Since these rules entered into force after the transition period, the UK chose not to transpose the new EU rules, instead opting to enact a new system of prior informed consent. This means that unlike in the EU, unsorted plastic waste can still be sent to non-OECD countries from the UK. This is one of the first divergences we have seen since Brexit.

In the field of pesticides regulation, there has also been changes, although existing EU substance approvals, authorisations, and restrictions continue to be valid in the UK for now. On the 8th January 2021, the UK government departed from an EU ban and issued emergency authorisation for Syngenta’s Cruiser SB for the treatment of sugar beet seeds in England.

Finally, it seems that the UK may soon depart from the EU rules regulating genetically modified organisms (GMOs).

This is largely due to the EU’s Court of Justice adopting a controversial judgment in July 2018 – finding that organisms obtained by gene-editing techniques are in principle covered by the EU’s GMO Directive.

In line with this EU court case, the retained UK legislation requires gene-edited organisms to be classified as GMOs.
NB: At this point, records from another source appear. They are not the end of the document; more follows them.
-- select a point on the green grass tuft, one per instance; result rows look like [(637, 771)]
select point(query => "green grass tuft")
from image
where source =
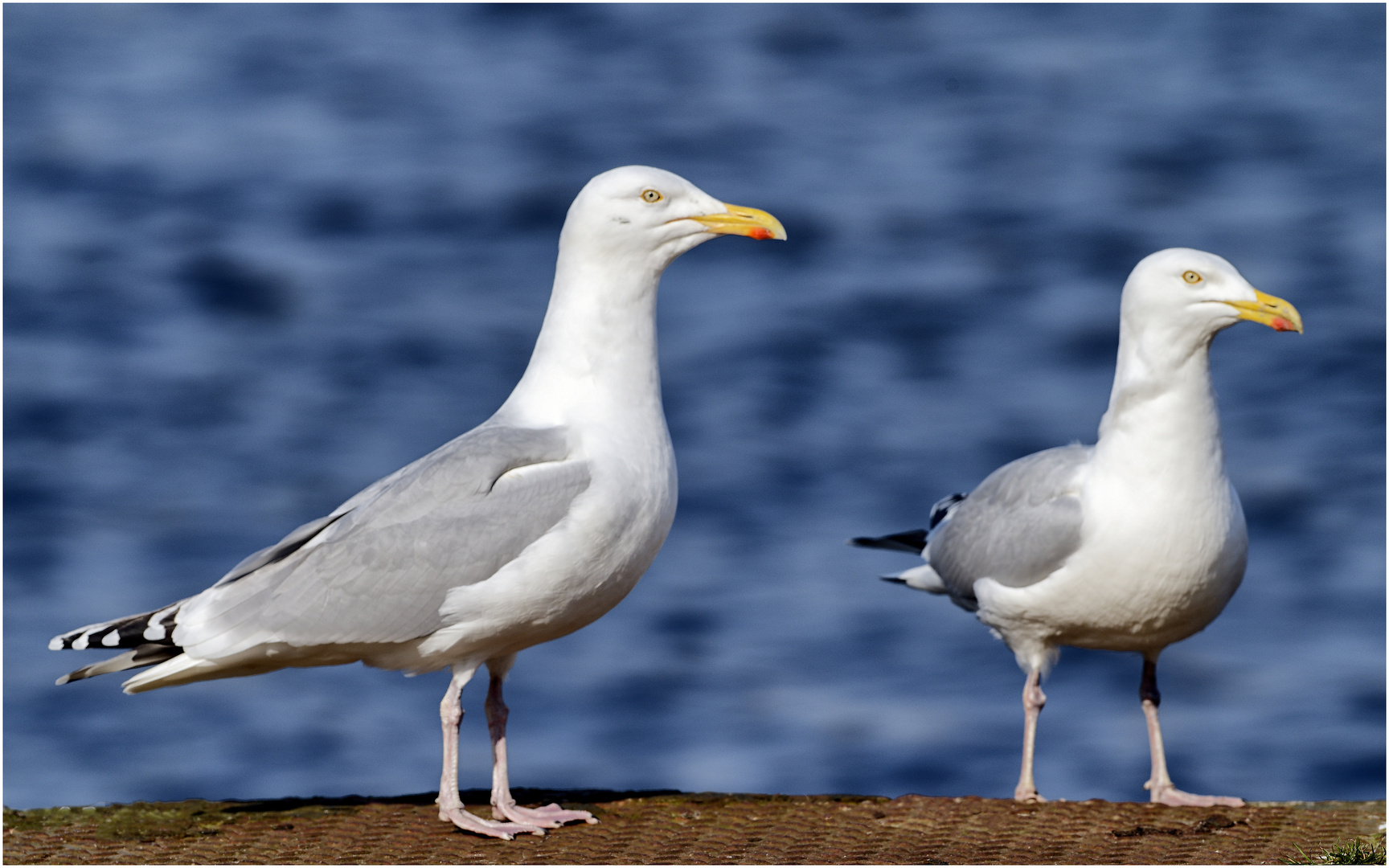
[(1356, 852)]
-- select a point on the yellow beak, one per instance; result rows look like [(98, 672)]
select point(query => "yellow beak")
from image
[(1270, 310), (744, 221)]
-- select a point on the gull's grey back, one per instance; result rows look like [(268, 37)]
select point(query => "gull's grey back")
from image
[(378, 567), (1016, 528)]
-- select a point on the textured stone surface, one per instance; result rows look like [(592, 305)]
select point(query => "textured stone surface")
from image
[(689, 828)]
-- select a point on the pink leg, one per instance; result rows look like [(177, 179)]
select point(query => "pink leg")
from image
[(503, 806), (1032, 703), (1159, 784), (450, 806)]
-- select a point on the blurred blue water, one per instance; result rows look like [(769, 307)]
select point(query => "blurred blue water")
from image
[(259, 256)]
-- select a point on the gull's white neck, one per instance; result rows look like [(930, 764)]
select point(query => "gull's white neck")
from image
[(1162, 420), (595, 360)]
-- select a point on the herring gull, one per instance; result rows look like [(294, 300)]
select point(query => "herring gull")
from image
[(1129, 545), (521, 530)]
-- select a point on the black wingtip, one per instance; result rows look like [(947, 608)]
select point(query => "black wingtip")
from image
[(908, 541)]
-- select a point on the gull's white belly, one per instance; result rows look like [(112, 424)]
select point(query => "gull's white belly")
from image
[(1146, 575), (564, 581)]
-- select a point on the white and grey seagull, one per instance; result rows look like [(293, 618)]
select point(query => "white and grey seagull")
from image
[(524, 530), (1129, 545)]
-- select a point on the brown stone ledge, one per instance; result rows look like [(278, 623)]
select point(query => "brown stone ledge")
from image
[(666, 827)]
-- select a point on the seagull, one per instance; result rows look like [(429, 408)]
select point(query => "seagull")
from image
[(521, 530), (1129, 545)]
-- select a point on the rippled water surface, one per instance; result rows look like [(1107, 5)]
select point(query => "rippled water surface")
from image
[(259, 256)]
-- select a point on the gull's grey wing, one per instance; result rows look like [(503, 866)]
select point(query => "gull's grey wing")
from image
[(1017, 526), (379, 566)]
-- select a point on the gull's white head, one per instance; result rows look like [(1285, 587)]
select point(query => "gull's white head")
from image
[(1184, 296), (649, 217)]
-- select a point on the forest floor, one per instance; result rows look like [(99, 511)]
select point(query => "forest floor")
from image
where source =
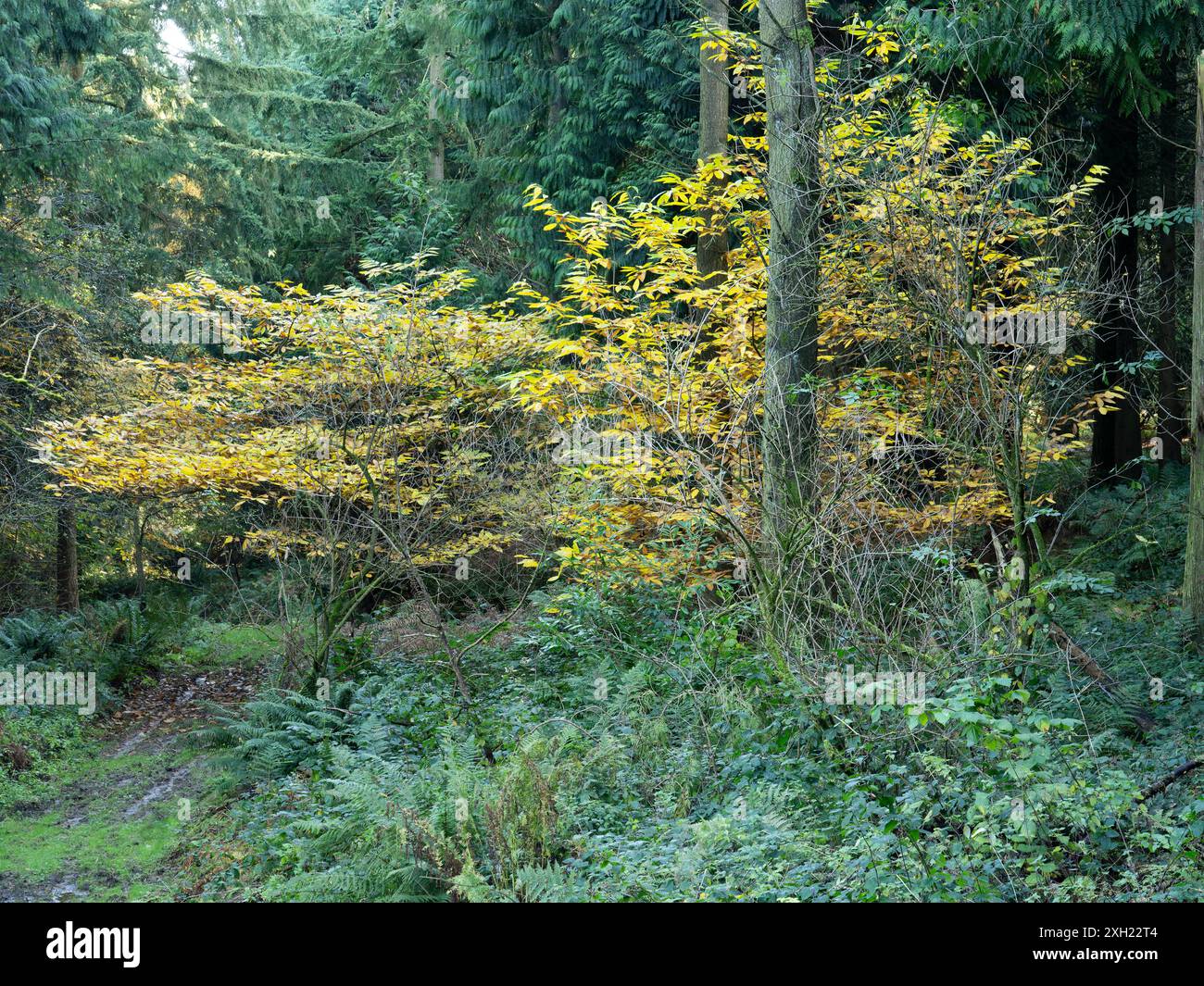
[(120, 803)]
However, on 7 January 2021, Defra launched a public consultation on ‘the regulation of genetic technologies’. The consultation stated that ‘in Defra’s view, organisms produced by gene editing (GE) or by other genetic technologies should not be regulated as GMOs, if they could have been produced by traditional breeding methods.’ Depending on the outcome of the consultation, this could lead to different rules regulating GMOs in the UK.

Changes so far in the UK’s environmental rules might not be ground-breaking, but they are important, and businesses need to know about them so they can adapt their operations accordingly. While the trade agreement negotiated between the UK and EU requires non-regression in the existing levels of harmonisation as they existed on 31 December 2020, going forward, divergences can, and will, begin to creep in.